There is no relevant economic news scheduled for release Monday or Tuesday. The first events of the week will come Wednesday afternoon. One is the release of the minutes from the last FOMC meeting. Market participants will be looking at them closely as they give us insight to the Fed’s current thought process and individual Fed member opinions. Any surprises in the 2:00 PM ET release, particularly about inflation or the likelihood of an adjustment to their current bond buying program, could cause afternoon volatility in the markets Wednesday and possible changes in mortgage pricing.

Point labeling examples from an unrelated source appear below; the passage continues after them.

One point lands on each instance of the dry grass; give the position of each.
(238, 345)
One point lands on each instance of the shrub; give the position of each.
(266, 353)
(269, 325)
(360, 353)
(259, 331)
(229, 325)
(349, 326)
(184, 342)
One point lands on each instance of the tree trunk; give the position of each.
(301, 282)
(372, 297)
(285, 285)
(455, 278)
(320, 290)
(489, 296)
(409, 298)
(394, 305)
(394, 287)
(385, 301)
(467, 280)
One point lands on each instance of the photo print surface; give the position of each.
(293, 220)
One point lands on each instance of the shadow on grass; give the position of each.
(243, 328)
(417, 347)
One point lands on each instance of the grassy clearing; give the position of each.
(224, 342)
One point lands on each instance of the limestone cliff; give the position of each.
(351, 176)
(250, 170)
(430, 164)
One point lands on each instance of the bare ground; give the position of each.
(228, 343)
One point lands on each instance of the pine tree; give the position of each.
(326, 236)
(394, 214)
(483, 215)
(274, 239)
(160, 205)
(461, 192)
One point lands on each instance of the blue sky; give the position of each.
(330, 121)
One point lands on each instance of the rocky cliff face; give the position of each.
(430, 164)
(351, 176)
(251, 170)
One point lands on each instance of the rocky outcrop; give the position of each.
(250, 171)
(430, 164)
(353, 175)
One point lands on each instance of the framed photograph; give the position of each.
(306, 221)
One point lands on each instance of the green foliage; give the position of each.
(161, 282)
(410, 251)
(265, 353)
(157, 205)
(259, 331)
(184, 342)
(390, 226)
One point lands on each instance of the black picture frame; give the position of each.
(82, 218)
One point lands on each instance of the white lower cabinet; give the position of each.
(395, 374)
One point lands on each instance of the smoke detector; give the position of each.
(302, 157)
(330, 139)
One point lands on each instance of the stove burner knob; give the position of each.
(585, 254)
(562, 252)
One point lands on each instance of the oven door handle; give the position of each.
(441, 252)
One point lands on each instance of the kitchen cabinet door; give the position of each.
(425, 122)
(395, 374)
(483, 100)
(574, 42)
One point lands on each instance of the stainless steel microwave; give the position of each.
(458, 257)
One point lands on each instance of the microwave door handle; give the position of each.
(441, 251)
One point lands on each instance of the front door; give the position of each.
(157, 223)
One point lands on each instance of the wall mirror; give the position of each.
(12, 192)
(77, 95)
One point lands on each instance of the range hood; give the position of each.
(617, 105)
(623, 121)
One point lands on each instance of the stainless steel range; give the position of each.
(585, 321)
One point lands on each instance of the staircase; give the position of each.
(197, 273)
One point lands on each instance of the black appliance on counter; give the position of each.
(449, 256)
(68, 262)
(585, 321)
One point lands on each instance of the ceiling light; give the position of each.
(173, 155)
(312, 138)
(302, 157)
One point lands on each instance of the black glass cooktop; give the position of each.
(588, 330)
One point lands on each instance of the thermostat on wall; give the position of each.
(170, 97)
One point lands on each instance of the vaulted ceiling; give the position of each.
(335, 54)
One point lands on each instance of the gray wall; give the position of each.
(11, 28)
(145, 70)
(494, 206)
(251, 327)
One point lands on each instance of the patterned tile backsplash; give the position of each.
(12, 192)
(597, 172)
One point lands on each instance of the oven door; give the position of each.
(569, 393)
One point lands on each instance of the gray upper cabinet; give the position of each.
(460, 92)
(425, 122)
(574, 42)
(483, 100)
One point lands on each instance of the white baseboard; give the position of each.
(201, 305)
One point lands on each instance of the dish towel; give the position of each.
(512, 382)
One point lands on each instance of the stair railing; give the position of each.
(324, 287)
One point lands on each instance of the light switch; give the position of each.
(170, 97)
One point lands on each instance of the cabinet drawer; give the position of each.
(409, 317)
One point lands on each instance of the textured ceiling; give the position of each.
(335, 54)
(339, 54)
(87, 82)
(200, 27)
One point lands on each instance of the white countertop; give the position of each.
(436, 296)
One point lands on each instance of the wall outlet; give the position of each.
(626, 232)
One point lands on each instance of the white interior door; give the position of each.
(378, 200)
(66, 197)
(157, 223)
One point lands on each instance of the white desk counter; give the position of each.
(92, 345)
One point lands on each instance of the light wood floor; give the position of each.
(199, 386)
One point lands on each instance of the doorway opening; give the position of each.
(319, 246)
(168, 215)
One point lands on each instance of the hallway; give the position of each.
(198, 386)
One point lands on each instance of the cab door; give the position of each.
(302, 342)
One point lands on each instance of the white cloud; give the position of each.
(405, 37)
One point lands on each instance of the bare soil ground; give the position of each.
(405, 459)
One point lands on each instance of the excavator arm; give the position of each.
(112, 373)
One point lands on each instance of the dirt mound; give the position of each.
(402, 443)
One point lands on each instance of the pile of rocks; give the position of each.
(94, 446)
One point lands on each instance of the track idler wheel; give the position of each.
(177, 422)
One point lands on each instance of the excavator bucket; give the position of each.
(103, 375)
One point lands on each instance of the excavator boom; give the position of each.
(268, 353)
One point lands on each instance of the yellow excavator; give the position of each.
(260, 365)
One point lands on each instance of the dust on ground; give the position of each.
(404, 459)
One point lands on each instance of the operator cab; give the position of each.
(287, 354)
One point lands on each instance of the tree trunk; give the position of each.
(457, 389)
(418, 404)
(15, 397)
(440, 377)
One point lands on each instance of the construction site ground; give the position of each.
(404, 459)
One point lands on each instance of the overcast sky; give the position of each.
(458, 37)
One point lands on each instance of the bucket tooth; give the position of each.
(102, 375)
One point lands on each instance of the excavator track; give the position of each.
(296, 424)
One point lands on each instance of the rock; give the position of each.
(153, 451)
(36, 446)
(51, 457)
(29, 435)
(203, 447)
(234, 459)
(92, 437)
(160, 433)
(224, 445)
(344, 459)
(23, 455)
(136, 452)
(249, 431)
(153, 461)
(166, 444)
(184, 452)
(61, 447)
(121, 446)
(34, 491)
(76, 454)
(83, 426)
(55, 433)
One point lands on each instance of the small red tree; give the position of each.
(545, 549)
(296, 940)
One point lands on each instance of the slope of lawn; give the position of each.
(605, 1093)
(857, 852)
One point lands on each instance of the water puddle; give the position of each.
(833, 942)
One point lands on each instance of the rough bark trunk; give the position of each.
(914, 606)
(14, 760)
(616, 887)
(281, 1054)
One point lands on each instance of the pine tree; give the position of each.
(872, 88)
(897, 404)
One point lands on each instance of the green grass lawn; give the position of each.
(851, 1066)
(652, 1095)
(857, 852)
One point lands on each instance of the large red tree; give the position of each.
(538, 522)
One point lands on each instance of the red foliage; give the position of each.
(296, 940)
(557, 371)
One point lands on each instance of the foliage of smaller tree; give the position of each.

The two Treasury auctions are scheduled for Wednesday and Thursday. There is a 10-year Treasury Note sale Wednesday and a 30-year Bond sale Thursday. We could see some weakness in bonds ahead of the sales as participating firms sell current holdings to prepare for them. This weakness is usually only temporary if the sales are met with a decent demand. The results of the auctions will be posted at 1:00 PM ET each day. If the demand from investors was strong, the bond market could rally during afternoon trading, leading to lower mortgage rates. If the sales were met with a poor demand, the afternoon weakness may cause upward revisions to mortgage pricing Wednesday and/or Thursday afternoon.
Friday has all of the week’s highly important economic data scheduled. The Labor Department will start the day by posting March’s Producer Price Index (PPI) at 8:30 AM ET. It will give us an important measurement of inflationary pressures at the producer level of the economy. There are two portions of the report that analysts watch- the overall reading and the core data reading. The core data is more important to market participants because it excludes more volatile food and energy prices. If it shows rapidly rising prices, inflation fears may hurt bond prices since it erodes the value of a bond’s future fixed interest payments, leading to higher mortgage rates. A good size decline in prices would be good news for the bond market and mortgage rates. Current forecasts are calling for a 0.1% decline in the overall reading and a 0.1% rise in the core data.
Also early Friday morning, the Commerce Department will release March’s Retail Sales data. This piece of data gives us a measurement of consumer spending levels, which is very important because consumer spending makes up over two-thirds of the U.S. economy. Forecasts are calling for no change in sales from February to March. If we see an increase in spending, the bond market will likely fall and mortgage rates will rise as it would indicate consumers are spending more than thought, fueling economic growth. However, a weaker than expected reading could push bond prices higher and mortgage rates lower Friday, especially of the PPI gives is favorable results also.
The final release of the week is the University of Michigan’s Index of Consumer Sentiment at 9:55 AM ET Friday. Their consumer sentiment index will give us an indication of consumer confidence, which hints at consumers’ willingness to spend. If confidence is rising, consumers are more apt to make large purchases. But, if they are growing more concerned of their personal financial situations, they probably will delay making that large purchase. This influences future consumer spending data and can have a moderate impact on the financial markets. Good news would be a sizable decline from March’s 78.6 reading. Current forecasts are calling for a reading of approximately 78.0.
Overall, look for the most movement in rates the latter part of the week, particularly Friday. The PPI and Retail reports are the biggest names on the agenda. Either of them can cause significant movement in the markets and mortgage rates. Look for the stock markets to also influence bond trading and mortgage rates the a good part of the week as traders react to the earnings news, but I believe we will see the most movement in rates the latter part. I am expecting it to be an active week for the mortgage market, so please maintain contact with your mortgage professional if still floating an interest rate.